Trusts and Estates

Ca. Trs. & Estates Quarterly Volume 9, Issue 4, Winter 2003

HIPAA PRIVACY RULES: WHAT’S AN ESTATE PLANNER TO DO?

By Paul L. Basile, Jr., Esq.*

I. INTRODUCTION

Many estate planners draft trusts, durable powers of attorney and advance health care directives which provide mechanisms for the transfer of authority from the current holder to another upon the incapacity of the holder to act. For example, a trust may contain a provision that the current trustee may be removed upon his or her physical or mental incapacity as certified by one or more physicians.1 Likewise, a durable power of attorney may grant the agent authority to act when the principal does not have sufficient understanding or ability to make or communicate decisions about the principal’s property, financial or business affairs as certified by one or more physicians.2 An advance health care directive may grant the agent authority when the principal’s primary physician determines that the principal is unable to make his or her own health care decisions.3 In each case, a physician must make a determination that the principal is unable to act and provide a certification to that effect.

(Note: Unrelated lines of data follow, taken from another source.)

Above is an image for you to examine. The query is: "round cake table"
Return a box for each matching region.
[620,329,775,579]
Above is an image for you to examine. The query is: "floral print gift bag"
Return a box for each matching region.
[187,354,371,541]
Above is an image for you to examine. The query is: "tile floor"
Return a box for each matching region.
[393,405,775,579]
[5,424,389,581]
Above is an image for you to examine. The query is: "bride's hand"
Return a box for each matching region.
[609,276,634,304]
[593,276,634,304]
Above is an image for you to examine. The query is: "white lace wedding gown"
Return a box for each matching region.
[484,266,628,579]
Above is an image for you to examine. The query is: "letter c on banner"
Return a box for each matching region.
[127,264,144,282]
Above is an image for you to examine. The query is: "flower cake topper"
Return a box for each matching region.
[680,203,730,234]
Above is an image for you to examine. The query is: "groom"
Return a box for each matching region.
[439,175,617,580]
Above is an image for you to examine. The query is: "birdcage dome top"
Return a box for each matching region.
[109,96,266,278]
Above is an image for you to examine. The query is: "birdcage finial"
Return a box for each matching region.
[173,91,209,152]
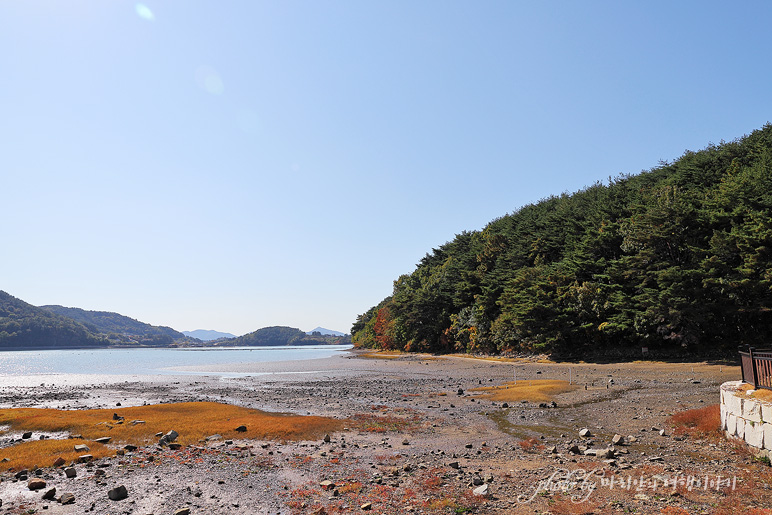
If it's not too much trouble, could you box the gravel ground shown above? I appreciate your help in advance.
[0,353,772,515]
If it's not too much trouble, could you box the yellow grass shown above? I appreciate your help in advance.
[446,353,555,364]
[471,379,578,402]
[359,350,406,359]
[0,402,343,470]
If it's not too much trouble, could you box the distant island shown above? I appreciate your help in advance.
[306,327,346,336]
[0,291,351,350]
[182,329,236,342]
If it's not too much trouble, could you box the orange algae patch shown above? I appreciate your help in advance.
[0,402,343,470]
[471,379,579,402]
[668,404,721,437]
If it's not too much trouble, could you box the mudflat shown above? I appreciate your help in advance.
[0,351,760,515]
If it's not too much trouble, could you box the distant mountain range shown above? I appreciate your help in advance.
[0,290,351,349]
[40,306,185,345]
[220,326,351,346]
[306,327,346,336]
[182,329,236,342]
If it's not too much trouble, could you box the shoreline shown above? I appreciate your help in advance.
[0,350,760,515]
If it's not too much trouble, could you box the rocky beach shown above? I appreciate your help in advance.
[0,351,772,515]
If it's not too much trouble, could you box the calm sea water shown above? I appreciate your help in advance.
[0,345,351,377]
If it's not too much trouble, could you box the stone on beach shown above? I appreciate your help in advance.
[107,485,129,501]
[59,492,75,504]
[27,477,46,490]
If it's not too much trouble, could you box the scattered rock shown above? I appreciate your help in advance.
[27,477,46,490]
[107,485,129,501]
[59,492,75,504]
[472,483,490,497]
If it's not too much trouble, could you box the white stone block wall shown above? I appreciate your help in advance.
[721,381,772,450]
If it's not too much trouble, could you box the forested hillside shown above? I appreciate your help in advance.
[0,291,110,348]
[41,306,187,345]
[351,124,772,356]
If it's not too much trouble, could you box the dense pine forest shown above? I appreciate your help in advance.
[351,124,772,357]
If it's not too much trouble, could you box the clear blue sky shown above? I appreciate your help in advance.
[0,0,772,334]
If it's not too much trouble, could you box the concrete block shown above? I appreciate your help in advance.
[724,392,743,417]
[720,403,727,431]
[762,424,772,449]
[745,420,764,449]
[726,413,737,436]
[761,401,772,424]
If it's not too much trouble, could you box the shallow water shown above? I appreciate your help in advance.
[0,345,351,379]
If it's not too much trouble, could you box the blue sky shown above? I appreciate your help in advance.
[0,0,772,334]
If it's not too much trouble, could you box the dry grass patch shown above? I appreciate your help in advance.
[0,402,343,469]
[471,379,579,402]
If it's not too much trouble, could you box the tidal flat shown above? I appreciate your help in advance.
[0,351,760,515]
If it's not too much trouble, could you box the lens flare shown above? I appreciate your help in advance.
[134,4,155,21]
[196,66,225,95]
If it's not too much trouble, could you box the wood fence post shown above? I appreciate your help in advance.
[748,347,759,389]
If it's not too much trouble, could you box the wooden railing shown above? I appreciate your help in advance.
[740,347,772,390]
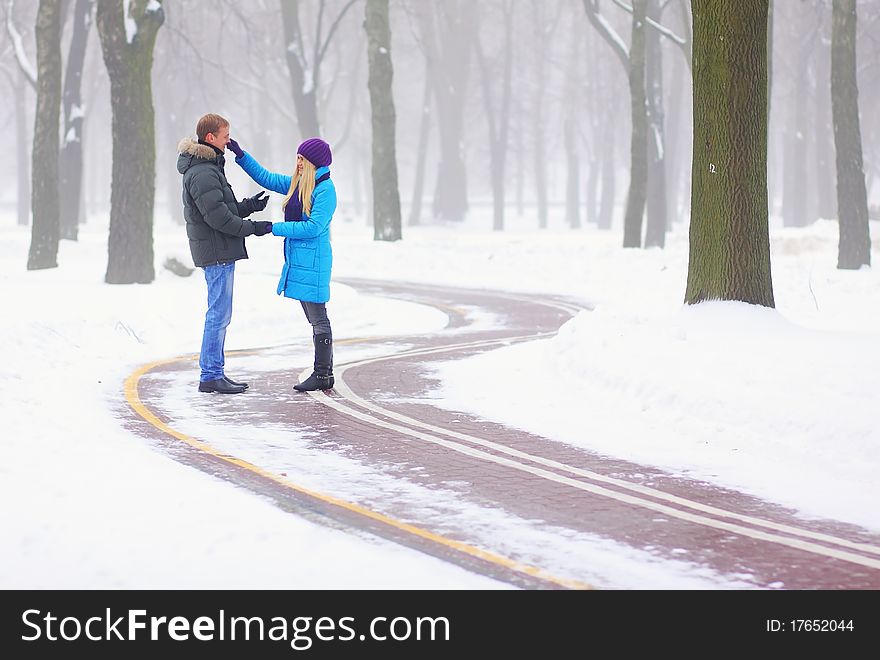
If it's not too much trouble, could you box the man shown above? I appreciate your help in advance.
[177,114,272,394]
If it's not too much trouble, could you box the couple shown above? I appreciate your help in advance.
[177,114,336,394]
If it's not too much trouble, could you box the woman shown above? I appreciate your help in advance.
[228,138,336,392]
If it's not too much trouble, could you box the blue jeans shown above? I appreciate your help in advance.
[199,261,235,382]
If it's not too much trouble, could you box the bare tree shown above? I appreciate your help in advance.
[27,0,61,270]
[831,0,871,269]
[685,0,774,307]
[475,0,513,231]
[59,0,95,240]
[583,0,648,247]
[645,0,668,248]
[97,0,165,284]
[419,0,476,221]
[364,0,402,241]
[279,0,355,137]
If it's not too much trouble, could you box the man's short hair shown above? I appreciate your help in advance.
[196,113,229,140]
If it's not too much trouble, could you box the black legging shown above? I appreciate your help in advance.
[300,300,333,336]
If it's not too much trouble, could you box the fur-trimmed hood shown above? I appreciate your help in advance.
[177,137,223,174]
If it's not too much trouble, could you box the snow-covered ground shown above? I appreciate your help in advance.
[0,201,880,588]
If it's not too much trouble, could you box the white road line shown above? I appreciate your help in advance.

However, the Health Insurance Portability and Accountability Act of 1996 ("HIPAA")4 and the recently enacted Regulations interpreting it5 limit what medical information ("Protected Health Information") a physician may disclose to someone other than the patient (the "Personal Representative"). Likewise, the California Confidentiality of Medical Information Act ("CMIA")6 limits disclosure of certain medical information. As a result, obtaining the required certification by the principal’s physician may be difficult or impossible.